Im Dezember 2019 war die Strategie 2030 für Thyssenkrupp Steel bekannt gegeben worden, die der Konzern eigentlich mit dem Verkauf der Aufzugssparte finanzieren wollte – dieses Geld ist durch die Pandemie aufgezehrt worden. In Eichen soll eine neue Spaltanlage aufgebaut werden, dafür werden in Ferndorf zwei kleinere Spaltanlagen abgebaut und die Feuerbeschichtungsanlage FBA 6 erweitert. Insgesamt bedeutet das eine Erhöhung der Warmbandproduktion von 30.000 auf 40.000 Tonnen im Jahr. Die Ankündigung des Investitionsprogramms war von der Vertretung der rund 1100 Beschäftigten in Kreuztal mit Erleichterung aufgenommen worden.

Das Tata-Kapitel

Im Mai 2019 hatten Thyssenkrupp Steel und Tata Steel ihre Verhandlungen über eine Fusion abgebrochen, die kurz darauf von der EU auch offiziell untersagt wurde. Auch darüber waren die Kreuztaler zunächst erleichtert. Denn Eichen hätte zu den drei Thyssenkrupp-Standorten gehört, für die die 2017 generell vereinbarte Bestandsgarantie bis 2026 nicht angewendet worden wäre. In einem Tarifvertrag wurde für diesen Standort lediglich eine Beschäftigungsgarantie vereinbart.
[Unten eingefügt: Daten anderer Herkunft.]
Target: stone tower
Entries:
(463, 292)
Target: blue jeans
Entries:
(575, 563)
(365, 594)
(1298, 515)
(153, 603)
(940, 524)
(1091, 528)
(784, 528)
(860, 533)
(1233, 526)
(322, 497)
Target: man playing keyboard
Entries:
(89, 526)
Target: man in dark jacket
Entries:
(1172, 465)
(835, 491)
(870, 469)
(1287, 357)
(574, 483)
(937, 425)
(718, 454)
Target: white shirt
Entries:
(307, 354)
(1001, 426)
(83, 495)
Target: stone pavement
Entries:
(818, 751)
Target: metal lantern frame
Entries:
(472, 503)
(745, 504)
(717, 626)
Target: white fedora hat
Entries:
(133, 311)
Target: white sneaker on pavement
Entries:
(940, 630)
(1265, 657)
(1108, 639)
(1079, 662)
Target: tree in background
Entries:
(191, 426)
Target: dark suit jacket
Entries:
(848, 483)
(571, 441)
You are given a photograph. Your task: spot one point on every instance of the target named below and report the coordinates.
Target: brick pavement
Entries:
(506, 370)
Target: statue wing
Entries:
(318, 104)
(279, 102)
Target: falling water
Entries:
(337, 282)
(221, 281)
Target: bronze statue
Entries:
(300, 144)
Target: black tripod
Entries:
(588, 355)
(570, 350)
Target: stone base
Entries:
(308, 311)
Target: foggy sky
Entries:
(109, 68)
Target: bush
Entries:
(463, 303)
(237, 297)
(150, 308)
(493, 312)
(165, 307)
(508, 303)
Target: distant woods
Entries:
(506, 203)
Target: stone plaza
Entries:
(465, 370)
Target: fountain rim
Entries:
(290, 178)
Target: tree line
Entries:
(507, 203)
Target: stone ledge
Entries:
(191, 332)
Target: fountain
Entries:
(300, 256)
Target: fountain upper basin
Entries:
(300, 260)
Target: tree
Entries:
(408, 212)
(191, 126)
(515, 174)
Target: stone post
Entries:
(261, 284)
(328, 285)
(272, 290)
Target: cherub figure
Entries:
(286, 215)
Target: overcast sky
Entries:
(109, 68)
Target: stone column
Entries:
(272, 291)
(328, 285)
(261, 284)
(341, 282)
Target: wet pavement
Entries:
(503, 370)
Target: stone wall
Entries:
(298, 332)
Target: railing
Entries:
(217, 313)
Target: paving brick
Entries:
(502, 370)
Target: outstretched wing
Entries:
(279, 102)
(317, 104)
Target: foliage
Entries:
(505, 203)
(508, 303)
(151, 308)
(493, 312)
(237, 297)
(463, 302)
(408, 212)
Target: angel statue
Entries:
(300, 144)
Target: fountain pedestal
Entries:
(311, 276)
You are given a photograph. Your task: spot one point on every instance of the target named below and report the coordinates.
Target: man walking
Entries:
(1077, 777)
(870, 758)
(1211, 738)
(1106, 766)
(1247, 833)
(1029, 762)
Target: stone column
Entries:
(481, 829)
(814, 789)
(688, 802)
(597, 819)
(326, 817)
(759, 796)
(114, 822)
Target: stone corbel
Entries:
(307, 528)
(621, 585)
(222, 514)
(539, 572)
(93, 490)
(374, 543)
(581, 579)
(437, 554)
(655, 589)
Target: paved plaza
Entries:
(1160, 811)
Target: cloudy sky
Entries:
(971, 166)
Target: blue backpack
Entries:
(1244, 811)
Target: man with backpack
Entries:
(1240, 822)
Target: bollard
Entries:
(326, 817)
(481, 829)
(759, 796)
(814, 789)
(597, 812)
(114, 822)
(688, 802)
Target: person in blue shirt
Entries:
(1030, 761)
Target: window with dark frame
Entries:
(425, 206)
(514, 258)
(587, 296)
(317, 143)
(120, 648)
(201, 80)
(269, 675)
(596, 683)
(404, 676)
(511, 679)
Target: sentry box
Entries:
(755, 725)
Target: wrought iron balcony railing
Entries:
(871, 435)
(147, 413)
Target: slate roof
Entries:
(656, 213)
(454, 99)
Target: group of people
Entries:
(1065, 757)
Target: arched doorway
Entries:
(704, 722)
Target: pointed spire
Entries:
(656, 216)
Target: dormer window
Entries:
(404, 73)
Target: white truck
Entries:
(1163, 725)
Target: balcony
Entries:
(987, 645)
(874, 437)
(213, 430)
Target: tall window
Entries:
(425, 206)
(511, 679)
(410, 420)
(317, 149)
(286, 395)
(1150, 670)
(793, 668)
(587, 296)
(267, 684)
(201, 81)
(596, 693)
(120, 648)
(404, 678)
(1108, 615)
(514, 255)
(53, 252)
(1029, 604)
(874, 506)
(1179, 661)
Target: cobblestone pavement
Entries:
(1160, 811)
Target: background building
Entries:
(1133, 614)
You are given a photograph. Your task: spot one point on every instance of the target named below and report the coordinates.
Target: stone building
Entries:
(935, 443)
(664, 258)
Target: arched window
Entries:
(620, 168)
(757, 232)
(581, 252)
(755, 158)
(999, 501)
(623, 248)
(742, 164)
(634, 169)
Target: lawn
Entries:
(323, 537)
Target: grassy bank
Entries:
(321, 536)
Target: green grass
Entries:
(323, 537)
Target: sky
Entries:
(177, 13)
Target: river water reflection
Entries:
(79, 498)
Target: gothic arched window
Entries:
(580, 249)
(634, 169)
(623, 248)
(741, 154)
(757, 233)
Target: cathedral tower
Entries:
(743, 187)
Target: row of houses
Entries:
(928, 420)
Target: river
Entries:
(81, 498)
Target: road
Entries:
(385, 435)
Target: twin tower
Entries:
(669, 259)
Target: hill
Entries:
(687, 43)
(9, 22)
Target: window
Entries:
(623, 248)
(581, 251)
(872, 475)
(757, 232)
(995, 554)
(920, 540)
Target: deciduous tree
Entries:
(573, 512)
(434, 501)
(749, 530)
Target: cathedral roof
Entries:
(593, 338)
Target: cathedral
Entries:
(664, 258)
Dagegen sollte die Kunststoffbeschichtungsanlage 3 bis Ende 2020 einer „Wirtschaftlichkeitsprüfung“ unterzogen werden. „Unsere beste Anlage“, sagte Betriebsrat Helmut Renk 2019 dieser Zeitung, „das war eine politische Entscheidung.“ Denn Eichen wäre in direkte Konkurrenz zu einem Tata-Werk in Wales getreten.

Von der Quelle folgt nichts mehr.